Damages for non-delivery or for breach of warranty

A key risk to the supplier of goods and services is the prospect that there could be a substantial difference between the price at which it agrees to provide them and their market value.

For example, the Sale of Goods Act legislation provides that where there is an available market for the goods in question, the measure of damages for non-delivery is, prima facie, to be ascertained by the difference between the contract price and the market or current price of the goods at the time when they ought to have been delivered. Sellers often seek to limit their liability to avoid circumstances where, for example, they agree to supply goods at $2.00 per unit only to find that the market price for those goods at the time when they are unable to deliver has risen to $12.00 per unit.

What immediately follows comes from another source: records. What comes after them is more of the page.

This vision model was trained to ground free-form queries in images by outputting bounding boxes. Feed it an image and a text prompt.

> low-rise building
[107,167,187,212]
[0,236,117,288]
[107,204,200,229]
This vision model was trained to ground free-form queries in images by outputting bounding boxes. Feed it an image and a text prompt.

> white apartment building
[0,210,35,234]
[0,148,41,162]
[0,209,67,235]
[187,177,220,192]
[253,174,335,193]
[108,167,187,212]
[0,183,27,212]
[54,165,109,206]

The legislation also provides that in the case of breach of a warranty of quality the measure of damages is, prima facie, the difference between the value of the goods at the time of delivery to the buyer and the value they would have had if they had answered to the warranty. Again, a seller can be exposed to very substantial damages if the value of the item it promised (but is unable) to supply is substantially higher than the purchase price payable under its contract with the buyer.

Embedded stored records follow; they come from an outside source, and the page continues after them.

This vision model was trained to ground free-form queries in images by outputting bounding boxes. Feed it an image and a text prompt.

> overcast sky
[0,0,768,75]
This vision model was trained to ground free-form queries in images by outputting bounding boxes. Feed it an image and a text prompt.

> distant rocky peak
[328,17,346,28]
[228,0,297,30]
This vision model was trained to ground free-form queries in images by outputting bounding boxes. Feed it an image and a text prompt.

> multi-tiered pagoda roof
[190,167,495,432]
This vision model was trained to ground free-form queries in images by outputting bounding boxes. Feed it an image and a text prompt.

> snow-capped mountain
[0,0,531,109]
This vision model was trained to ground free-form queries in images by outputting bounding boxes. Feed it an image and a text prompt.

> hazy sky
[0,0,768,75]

It’s unlikely that any of the approaches by the courts to the meaning of consequential loss would exclude liability for losses of this kind, but paragraphs (b) and (c) of the sample clause above provide a starting point for the inclusion of a cap on liability for them.

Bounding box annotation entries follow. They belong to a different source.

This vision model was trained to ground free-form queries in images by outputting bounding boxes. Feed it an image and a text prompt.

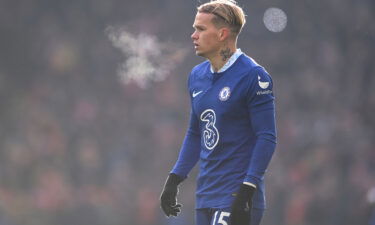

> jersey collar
[210,48,242,73]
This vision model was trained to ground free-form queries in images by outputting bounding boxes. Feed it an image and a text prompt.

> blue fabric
[171,54,276,208]
[195,208,264,225]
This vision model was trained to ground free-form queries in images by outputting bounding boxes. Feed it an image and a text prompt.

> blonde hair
[198,0,246,36]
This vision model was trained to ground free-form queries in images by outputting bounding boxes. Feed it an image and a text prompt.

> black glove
[230,184,255,225]
[160,173,184,217]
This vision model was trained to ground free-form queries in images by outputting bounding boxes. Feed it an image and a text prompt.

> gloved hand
[230,184,255,225]
[160,173,184,217]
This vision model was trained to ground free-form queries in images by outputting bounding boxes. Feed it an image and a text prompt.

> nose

Other expenses incurred or wasted

The other kinds of losses to which the parties would need to turn their attention in developing a bespoke exclusion clause include:  

  1. property damage and personal injury;
  2. expenses incurred in remedying the defect, or in hiring alternative plant and equipment while the defect is being remedied or during the period of the delay; 
  3. expenses wasted, such as plant and equipment or staff lying idle while the defect is being remedied or during the period of the delay;
  4. expenses that would have been saved, but for the breach. For example, in Environmental Systems substantial energy costs would have been saved had the regenerative thermal oxidiser performed as promised; and
  5. expenses incurred, including damages payable, by being unable to honour existing contracts with third parties.  For example, if a wholesaler fails to supply a retailer, the retailer may not be able to honour its obligation to supply to its customers.

One common outcome might be for the parties to agree to:  

  1. a liquidated damages provision to cover delay losses; 
  2. a defects liability clause which expressly requires the seller to remedy defects which are detected within a particular period, or to pay to the buyer the cost of remedying the defects;
  3. cross indemnities and a requirement to take out umbrella insurance coverage for property damage and personal injuries,

but to otherwise exclude or cap the other kinds of losses set out above.

The market will influence the approach taken

The key drivers for the negotiation of an exclusion clause are generally a desire to avoid liability for indeterminate loss or to avoid liability for losses that can be covered by insurance. Obviously, a lot depends on the relative bargaining power of the parties. For example, a seller will be in a strong bargaining position where all other sellers in the market market their products on terms providing for a wide ranging exclusion of liability.

In practice, parties tend to accept a clause that excludes some or all of indirect, consequential, special, punitive or exemplary damages or loss of profits, revenue, business opportunity, product, production, use, goodwill or business reputation, and not infrequently a cap on total liability, but save for example in building contracts or master service agreements. It has to date been less common for parties to negotiate bespoke clauses that contain caps on different types of liabilities and liquidated damages, defects liability, cross indemnity and insurance provisions.